# RCN Necktie



## 30 for 30 (15 Nov 2010)

In the CF certain regimental/branch neckties are identical to those found in regiments in the UK (RAF is the same as the RCAF/Air Command tie, I believe...RA and RCA is another example).

Does anyone know if the RCN wore the same tie that the RN wears (navy blue with a thin red and white stripe). The current Maritime Command tie is blue with red maple leaves and gold naval crowns. 

Thanks for any insight.


----------



## Neill McKay (16 Nov 2010)

Senor Mono said:
			
		

> Does anyone know if the RCN wore the same tie that the RN wears (navy blue with a thin red and white stripe). The current Maritime Command tie is blue with red maple leaves and gold naval crowns.



Not that I'm aware of, but I have a couple of books at home that will probably contain a picture.  I'll have a look tonight if I think of it.

I think the tie you're describing is a Naval Officers' Association tie, rather than a MARCOM tie.


----------



## NavyShooter (19 Nov 2010)

I have a RCN Association Tie here someplace.

NS


----------



## Neill McKay (21 Nov 2010)

I have two sources of information on this:

The _Uniform Instructions for the Royal Canadian Navy_ (1957) show a tie the same as the one now sold by NOAC: naval crowns and maple leaves alternating in a diagonal pattern.  The layout of the page suggests that it would be worn (with civilian attire) by officers, chiefs, and PO1s.

_Tin Hats, Oilskins & Seaboots_, by Latham "Yogi" Jenson, shows a hand-draw striped tie (red and white diagonal stripes on a dark blue background) in a section on civilian dress for officers.  Jenson's service was during the Second World War.

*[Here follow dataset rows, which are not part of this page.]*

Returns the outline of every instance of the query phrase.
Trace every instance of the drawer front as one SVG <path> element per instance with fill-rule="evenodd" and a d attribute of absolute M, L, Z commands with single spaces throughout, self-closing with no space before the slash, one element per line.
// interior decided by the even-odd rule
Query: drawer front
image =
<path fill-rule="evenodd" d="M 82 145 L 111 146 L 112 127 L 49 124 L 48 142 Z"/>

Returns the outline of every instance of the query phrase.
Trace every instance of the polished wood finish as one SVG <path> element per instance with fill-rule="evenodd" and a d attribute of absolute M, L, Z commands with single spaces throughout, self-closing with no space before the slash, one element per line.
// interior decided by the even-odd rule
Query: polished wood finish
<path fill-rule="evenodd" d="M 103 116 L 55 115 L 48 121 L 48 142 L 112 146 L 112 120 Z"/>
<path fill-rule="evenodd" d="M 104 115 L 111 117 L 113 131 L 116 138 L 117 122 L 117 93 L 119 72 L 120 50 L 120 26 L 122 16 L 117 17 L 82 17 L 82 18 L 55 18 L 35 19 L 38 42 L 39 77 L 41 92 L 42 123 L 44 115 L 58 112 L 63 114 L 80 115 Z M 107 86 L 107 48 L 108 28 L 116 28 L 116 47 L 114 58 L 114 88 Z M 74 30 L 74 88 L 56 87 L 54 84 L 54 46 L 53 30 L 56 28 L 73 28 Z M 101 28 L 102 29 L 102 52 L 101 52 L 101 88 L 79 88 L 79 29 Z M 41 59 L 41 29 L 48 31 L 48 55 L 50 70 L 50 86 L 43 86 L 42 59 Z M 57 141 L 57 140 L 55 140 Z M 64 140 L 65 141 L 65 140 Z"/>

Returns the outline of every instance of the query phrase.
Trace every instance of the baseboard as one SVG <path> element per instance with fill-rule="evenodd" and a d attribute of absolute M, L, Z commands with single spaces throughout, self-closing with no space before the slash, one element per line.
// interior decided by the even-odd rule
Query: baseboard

Based on these, I'd imagine that RCN officers wore RN ties until sometime after the war, when a Canadian naval tie was introduced.


----------



## 30 for 30 (21 Nov 2010)

Great information, thank you.

Senor Mono


----------



## Privateer (27 Aug 2015)

Bumping this old thread, to see if anyone can suggest where to buy an RCN officer's neck tie; that is, something a retired member would wear with a blazer, not a DEU tie.  Any solid leads appreciated.  I don't want to have to join the NOAC just to get a tie, hopefully.  Thank you.


----------



## 30 for 30 (27 Aug 2015)

I only found them for sale on the NOAC website a few years ago, however I don't see an online kitshop associated with the new NAC. Perhaps fire them an email. What i purchased was the RCN tie (gold crowns and red maple leaves on a blue tie), as described in the guide handed out at NETPO last decade, as opposed to a distinct association tie. As stated above the RCN wore the RN striped tie in the Second World War period. Not sure when the present one was introduced. Of note the RCN officers blazer badge remains the white maple leaf with red crown, worn since the war.


----------



## Privateer (31 Aug 2015)

Thank you Senor Mono.  I contacted the NAC through their website, and they do still sell the ties ($36, incl. S&H).  I ordered one.  Cheers!


----------